Aura Satz
Dial Tone Drone, 2014. Sound work for telephone, with telephone mp3 player, chairs, table, 14 minutes.
In the first gallery of KADIST, you are invited to pick up the vintage telephone handset, or dial 833–764-1221 from your own device. You will then listen to a conversation between two old friends: the respected electronic music pioneers Pauline Oliveros (1932-2016) and Laurie Spiegel (born 1945). The pair congenially discuss drones—sustained sounds, notes, or tone clusters—and their use in music composition. For both Oliveros and Spiegel, drones have been an important component of their unconventional electronic work as each marched quietly to their own drum, experimenting with electronic signals as well as audio and videotape. Their fascination with drone music aligned with Satz’s own interest in alert signals and attempts to forge a new understanding of hypervigilance and emergency through sound as a perceptual trigger of danger. In reality, this discussion between Oliveros and Spiegel never took place. The recording is a montage of excerpts from separate conversations they each had with Satz over phone and Skype, played against drone compositions by the two pioneers. The first half of the fourteen-minute composition features excerpts from Horse Sings from Cloud (1975), an accordion score with voice by Oliveros, and the second half from Expanding Universe (1974-76), a computerized composition by Spiegel.
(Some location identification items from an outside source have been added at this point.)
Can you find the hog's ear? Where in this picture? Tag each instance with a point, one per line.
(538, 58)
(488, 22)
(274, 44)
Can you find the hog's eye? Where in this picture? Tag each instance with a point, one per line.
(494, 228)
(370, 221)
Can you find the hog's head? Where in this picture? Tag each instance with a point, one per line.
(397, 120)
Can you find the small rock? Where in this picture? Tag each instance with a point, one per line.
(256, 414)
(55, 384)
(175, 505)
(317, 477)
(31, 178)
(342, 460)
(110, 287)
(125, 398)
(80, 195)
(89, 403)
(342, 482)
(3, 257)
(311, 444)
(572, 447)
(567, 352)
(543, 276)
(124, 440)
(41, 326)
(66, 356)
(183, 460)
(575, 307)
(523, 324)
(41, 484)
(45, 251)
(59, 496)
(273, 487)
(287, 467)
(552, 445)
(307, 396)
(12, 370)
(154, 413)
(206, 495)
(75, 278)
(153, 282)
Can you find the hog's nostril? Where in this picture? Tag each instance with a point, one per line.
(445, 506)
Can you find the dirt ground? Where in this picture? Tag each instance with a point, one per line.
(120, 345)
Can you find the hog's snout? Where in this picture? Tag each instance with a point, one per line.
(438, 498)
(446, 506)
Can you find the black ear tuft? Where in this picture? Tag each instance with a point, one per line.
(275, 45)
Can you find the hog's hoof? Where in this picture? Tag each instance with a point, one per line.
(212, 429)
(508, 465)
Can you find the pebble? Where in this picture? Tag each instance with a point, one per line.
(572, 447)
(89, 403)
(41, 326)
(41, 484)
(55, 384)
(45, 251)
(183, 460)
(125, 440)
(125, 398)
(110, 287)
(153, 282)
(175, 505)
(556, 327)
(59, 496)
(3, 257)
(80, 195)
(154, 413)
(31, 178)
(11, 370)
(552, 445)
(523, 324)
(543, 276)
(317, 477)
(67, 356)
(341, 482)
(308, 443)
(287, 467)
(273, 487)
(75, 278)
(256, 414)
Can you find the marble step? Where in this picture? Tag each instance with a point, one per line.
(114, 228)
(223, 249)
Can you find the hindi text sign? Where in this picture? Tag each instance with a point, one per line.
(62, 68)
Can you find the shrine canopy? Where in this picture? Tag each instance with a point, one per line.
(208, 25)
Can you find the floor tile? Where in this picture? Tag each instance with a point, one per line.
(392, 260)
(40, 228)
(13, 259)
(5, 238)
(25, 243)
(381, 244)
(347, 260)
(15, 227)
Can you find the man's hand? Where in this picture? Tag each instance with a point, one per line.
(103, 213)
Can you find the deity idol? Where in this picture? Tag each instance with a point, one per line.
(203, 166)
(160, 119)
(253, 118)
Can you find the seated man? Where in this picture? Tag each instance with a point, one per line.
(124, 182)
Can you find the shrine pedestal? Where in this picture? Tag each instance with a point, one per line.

Dial Tone Drone reflects on the use of drones with all their political, conceptual, meditative, and musical implications.Aura Satz is a London-based visual artist whose work encompasses film, performance and sculpture and emphasizes the complex relationship between humans and machines. Her entry into sound began through a series of projects that revolved around magic, born of an interest in how a ventriloquist’s falsetto voice always seems to emanate right from a puppet’s mouth. Satz’s trajectory orbits around two major topics. One involves the art and science of music, sound technology, vibration, and acoustics. The other involves social and political factors, especially issues of gender and the rediscovery of important contributions women have made to the development of technology, namely as inventors of new systems of notation, encryption, and sound-making.
Marina Rosenfeld
Music Stands, 2019. Steel, UV prints on Dibond, foam, audio components, computer, sound, dimensions variable.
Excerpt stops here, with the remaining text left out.